On 27 February, Wine Australia released a warning to wine exporters regarding the increased scrutiny of manganese, iron and copper levels in wine by Chinese authorities. 

Maximum regulatory levels now being imposed by Chinese authorities are 2 mg/lt for manganese, 1 mg/lt for copper and 8 mg/lt for iron. Wine Australia have recommended that all wine intended for export to China should undergo analysis to confirm that it complies with these limits. 

Chinese law controls the amount of manganese that can be added to wine, however Australians don't add any manganese to their wine, neither do winemakers in other traditional wine producing countries. Manganese is a natural element present in soil. We do common apply manganese to grapevines as a trace nutrient. The rates of application per hectare are extremely low compared to the regulatory limits. For context a level of 2mg/lt in wine is equal to 2 ppm. 

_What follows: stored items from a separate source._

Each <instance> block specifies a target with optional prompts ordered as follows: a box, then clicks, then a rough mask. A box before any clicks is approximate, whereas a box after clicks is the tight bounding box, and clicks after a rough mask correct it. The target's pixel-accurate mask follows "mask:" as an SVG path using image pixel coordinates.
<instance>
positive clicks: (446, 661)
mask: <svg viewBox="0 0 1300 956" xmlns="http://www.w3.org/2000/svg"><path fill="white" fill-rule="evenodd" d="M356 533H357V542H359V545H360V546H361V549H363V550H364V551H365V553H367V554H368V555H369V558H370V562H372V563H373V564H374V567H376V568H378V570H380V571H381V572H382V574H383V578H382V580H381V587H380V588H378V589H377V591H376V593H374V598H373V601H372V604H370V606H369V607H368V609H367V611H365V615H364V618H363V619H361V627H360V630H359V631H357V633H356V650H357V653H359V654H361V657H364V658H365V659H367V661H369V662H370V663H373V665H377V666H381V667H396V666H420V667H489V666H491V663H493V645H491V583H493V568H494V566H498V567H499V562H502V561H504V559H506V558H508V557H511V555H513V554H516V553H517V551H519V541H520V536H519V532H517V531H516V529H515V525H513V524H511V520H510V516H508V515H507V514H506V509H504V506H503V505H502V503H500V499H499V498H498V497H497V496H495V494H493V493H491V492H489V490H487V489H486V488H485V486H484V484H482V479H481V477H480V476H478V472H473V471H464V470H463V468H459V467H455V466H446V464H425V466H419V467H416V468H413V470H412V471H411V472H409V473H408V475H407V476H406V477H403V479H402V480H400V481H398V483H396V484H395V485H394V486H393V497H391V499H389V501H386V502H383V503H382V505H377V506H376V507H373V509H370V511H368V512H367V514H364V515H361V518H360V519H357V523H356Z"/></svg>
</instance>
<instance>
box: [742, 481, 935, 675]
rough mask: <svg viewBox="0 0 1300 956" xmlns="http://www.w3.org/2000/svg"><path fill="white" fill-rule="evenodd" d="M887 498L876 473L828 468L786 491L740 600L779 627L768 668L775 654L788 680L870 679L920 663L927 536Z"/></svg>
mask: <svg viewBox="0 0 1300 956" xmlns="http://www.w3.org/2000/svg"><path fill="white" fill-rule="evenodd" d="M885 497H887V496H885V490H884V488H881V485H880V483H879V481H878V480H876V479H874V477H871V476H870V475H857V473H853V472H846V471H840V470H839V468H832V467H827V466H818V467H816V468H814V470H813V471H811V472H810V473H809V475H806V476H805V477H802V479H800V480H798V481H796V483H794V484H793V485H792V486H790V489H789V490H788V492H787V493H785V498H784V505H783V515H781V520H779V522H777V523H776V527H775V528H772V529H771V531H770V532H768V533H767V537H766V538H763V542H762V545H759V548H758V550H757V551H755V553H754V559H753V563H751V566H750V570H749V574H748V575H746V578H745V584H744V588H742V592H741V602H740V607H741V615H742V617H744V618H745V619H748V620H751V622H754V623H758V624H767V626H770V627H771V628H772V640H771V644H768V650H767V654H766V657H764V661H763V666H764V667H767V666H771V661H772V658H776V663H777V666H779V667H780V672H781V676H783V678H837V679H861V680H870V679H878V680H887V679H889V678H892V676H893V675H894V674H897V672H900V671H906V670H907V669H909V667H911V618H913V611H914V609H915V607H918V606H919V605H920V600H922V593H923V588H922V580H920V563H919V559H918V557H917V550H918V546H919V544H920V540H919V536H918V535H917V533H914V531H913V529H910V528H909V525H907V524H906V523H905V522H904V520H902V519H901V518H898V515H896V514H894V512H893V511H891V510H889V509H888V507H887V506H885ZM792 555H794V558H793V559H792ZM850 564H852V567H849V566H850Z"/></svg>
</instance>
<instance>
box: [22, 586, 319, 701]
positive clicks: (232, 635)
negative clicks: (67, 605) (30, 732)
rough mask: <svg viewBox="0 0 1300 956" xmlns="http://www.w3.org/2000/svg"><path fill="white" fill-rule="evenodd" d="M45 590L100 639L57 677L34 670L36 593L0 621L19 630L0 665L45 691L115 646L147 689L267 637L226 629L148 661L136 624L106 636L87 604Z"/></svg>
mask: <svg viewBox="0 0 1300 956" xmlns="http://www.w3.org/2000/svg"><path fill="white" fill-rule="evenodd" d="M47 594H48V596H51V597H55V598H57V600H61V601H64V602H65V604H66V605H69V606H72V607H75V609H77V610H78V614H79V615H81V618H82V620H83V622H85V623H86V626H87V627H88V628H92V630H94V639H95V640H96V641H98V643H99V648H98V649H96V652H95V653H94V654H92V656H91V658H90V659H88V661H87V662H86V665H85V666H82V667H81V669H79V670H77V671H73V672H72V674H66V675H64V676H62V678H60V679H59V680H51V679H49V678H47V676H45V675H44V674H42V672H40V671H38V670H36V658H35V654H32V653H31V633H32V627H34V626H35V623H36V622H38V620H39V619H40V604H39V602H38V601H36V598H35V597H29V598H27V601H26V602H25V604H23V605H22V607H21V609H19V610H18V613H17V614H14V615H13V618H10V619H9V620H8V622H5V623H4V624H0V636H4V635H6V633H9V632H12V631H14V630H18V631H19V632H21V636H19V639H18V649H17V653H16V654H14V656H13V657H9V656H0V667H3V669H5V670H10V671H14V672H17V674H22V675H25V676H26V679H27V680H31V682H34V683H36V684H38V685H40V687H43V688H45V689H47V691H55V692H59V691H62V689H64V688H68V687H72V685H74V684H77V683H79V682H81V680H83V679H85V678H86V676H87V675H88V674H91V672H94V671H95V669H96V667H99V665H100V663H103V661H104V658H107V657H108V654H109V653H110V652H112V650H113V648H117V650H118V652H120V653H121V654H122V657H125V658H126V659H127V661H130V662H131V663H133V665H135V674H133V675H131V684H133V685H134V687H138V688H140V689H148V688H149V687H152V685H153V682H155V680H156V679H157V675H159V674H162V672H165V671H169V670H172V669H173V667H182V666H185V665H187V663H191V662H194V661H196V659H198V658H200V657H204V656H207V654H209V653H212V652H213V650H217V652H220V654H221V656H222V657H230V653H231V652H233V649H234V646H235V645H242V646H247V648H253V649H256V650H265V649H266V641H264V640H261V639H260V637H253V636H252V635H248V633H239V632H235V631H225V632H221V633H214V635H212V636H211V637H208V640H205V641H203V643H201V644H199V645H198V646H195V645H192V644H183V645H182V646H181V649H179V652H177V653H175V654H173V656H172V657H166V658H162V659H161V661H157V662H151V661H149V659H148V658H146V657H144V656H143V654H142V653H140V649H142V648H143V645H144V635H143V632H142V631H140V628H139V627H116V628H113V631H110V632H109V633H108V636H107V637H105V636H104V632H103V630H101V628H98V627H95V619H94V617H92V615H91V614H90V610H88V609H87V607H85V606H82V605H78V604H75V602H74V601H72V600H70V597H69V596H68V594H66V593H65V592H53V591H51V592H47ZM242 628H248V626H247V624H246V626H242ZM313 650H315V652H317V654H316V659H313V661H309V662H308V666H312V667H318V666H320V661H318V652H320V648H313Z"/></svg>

One application of a 10% strength manganese foilar fertilizer @ 2.5lt/ha applies 0.25kg/Mn/ha. If 100% of this manganese is taken in to the vine and then into the fruit (this is unlikely as fertiliser would also be converted into plant tissue, and/or lost to the soil etc. but for hypothetical reasons lets run with it) and each hectare of vines grew 10,000kg (10 tonne), then turned into 7,000 lts, this would give us the following equation.

0.25mg Mn in 7,000lts = 0.035mg Mn in 1,000lts. 
0.035mg in 1,000lts equals 0.00035mg/L of Mn or 0.00035ppm. 

With this rough equation we would have to apply our foliar fertiliser 2,800 times per season and have 100% efficiency into the fruit  to increase the resulting wine 1.0mg/lt.

Make sense? Trace element applications are exactly that, only a trace.

Manganese in export wine - Does this affect what we do in the vineyard? 


The short answer is no, DJ's recommend continuing to apply manganese to your vines if you have a demonstrable need. If you have any doubts over the level of manganese  in your grape juice or the resultant wine consider contacting the AWRI which can test for manganese levels.